How useful is having work experience before applying for Higher? Is one year time for work experience enough?
Work experience is definitely necessary for MBA programmes in abroad. However for an MBA in India, if you have worked in a sufficient number of teams then the additional value gained out of work experience goes down. This is because the things which you learn from one year of work experience are mostly soft skills which include the way of interacting with your boss, with your subordinates etc.
Also, one year is typically spent in the training period. Especially, coming from an engineering background, it will take a lot of time for you to have something substantial on your resume from your work, for which one year won’t be enough. However, an experience of two years would be of advantage since you would have done a significant amount of work by then. This can really boost your profile especially if your CGPA has been low. Thus, either you should join directly after engineering or have a work experience of at least two years.

What do you think are the inadequacies in management studies and work in India, and specifically in NIT Trichy?
Starting with India, the biggest inadequacy in management studies is comparative lack of diversity of people joining the institutes. Courses which are heavy in quantitative skills are generally appreciated more than courses which touch on softer aspects like organizational behaviour, human resource management etc. This is a direct result of the fact that most of the people coming in these colleges are engineers. This is a problem that Indian Management Education as a whole has to solve. In short term, one’s quantitative prowess matters but as one goes along working in an organization, skills of working with people, handling responsibilities etc. matter a lot which is essentially what the areas of organizational behaviour and HRM cover. There are a lot of alumni of IIMA, who have come back after a few years to learn these courses again. With respect to NIT Trichy, I very frankly think that the number of management electives in our curriculum could be increased. In my entire B.Tech course, apart from my core courses, I was able to take only two courses which were remotely related to management. One was Financial Management and other was Industrial Economics. The institute can perhaps partner with IIM Trichy to offer more courses in management to the undergraduate students.

When is an ideal time to start preparations for CAT/GMAT?
I don’t have a very clear idea about preparations for GMAT but telling from my friend’s experience, a month before the exam is typically quite sufficient.
Coming to CAT, the exam takes place in November. Since I was heading a team of Festember, I couldn’t really prepare for the months of August to September. So because of that, I had to start preparations from December of the previous year. Otherwise, one can manage if he/she starts from the month of February.
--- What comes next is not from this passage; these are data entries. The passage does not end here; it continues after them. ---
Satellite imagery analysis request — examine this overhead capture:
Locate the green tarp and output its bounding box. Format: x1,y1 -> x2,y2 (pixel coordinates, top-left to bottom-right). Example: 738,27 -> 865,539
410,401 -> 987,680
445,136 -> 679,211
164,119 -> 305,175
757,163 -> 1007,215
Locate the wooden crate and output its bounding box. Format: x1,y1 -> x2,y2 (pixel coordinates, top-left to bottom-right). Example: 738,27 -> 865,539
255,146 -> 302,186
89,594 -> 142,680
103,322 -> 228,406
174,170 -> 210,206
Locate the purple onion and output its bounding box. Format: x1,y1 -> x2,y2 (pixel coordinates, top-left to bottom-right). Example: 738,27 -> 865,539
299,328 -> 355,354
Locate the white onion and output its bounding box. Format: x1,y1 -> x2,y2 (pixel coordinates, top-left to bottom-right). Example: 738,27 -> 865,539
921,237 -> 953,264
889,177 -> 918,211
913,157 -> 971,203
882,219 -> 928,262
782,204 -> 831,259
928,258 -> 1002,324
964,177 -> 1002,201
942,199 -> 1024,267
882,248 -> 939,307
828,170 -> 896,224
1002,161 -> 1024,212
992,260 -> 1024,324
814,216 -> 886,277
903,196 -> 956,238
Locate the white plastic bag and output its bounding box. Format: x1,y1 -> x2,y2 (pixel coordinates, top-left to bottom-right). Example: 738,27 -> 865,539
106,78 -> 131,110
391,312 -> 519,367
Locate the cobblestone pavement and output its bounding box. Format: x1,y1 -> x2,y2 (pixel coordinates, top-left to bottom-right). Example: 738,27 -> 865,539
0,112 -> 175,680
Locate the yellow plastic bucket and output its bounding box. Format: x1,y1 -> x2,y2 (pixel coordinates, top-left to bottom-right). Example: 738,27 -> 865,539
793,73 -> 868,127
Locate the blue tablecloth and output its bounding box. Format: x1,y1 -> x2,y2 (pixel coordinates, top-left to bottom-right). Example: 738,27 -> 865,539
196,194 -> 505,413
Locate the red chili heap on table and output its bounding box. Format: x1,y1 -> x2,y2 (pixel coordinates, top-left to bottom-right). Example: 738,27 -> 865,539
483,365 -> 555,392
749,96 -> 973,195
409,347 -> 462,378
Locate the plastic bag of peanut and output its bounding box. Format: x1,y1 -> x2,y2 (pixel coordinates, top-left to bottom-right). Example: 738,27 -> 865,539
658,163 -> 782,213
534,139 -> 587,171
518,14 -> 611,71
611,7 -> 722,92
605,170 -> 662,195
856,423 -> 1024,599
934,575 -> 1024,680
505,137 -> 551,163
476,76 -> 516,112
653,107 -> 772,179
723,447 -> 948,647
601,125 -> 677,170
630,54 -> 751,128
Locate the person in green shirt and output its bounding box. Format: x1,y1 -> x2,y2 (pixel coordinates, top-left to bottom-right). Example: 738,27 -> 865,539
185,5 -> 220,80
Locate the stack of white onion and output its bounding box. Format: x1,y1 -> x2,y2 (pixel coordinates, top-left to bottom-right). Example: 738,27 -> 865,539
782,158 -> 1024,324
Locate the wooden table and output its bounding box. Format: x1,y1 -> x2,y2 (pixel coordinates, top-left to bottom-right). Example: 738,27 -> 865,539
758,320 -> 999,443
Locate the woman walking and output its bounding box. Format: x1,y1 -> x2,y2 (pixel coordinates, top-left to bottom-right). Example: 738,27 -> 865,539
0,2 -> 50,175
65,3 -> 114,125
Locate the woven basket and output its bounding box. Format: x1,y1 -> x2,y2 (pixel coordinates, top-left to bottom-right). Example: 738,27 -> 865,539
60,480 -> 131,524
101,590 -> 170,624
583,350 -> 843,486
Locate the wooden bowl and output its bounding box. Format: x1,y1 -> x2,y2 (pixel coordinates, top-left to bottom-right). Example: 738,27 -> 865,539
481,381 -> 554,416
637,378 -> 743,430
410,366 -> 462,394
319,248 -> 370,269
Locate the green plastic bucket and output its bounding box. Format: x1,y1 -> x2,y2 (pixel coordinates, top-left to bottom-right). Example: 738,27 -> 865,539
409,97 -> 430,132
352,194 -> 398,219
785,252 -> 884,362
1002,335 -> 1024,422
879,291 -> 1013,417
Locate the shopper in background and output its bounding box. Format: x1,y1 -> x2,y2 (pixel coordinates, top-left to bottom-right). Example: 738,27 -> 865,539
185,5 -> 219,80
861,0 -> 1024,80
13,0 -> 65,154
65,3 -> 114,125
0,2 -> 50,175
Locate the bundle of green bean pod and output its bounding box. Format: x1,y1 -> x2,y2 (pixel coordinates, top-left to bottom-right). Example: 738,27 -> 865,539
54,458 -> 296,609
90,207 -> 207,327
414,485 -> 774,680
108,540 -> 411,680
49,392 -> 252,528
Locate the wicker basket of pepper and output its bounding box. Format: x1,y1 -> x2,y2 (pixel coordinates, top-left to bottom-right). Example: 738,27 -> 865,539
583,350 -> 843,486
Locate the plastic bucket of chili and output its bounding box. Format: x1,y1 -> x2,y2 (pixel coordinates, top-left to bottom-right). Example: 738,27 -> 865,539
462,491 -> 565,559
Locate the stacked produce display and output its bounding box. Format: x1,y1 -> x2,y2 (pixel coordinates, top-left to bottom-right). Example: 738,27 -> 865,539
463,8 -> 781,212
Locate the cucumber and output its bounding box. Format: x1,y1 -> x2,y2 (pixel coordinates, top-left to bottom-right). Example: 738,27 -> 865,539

If one plans to pursue management, is it worth learning to code? If yes, then considering the current scenario, which languages or tools should one begin to work with?
Learning to code is becoming a necessity. A fundamental knowledge of R programming is very much advisable if you’re planning to enter into the field of management. In the non-coding area, knowledge of Excel is extremely important.

Anything else you would like to add?
There is a general impression in the minds of students that if they have a low CGPA then perhaps they can attempt CAT. But this is not at all correct.
CGPA is an extremely important criterion for entry into the top IIMs. I personally know people who had a 99.5+ percentile in CAT but didn’t even get an interview call from the top 3 IIMs because of their past academic record. So while academics is considered extremely important for MS aspirants, it is equally important for MBA aspirants, if not more.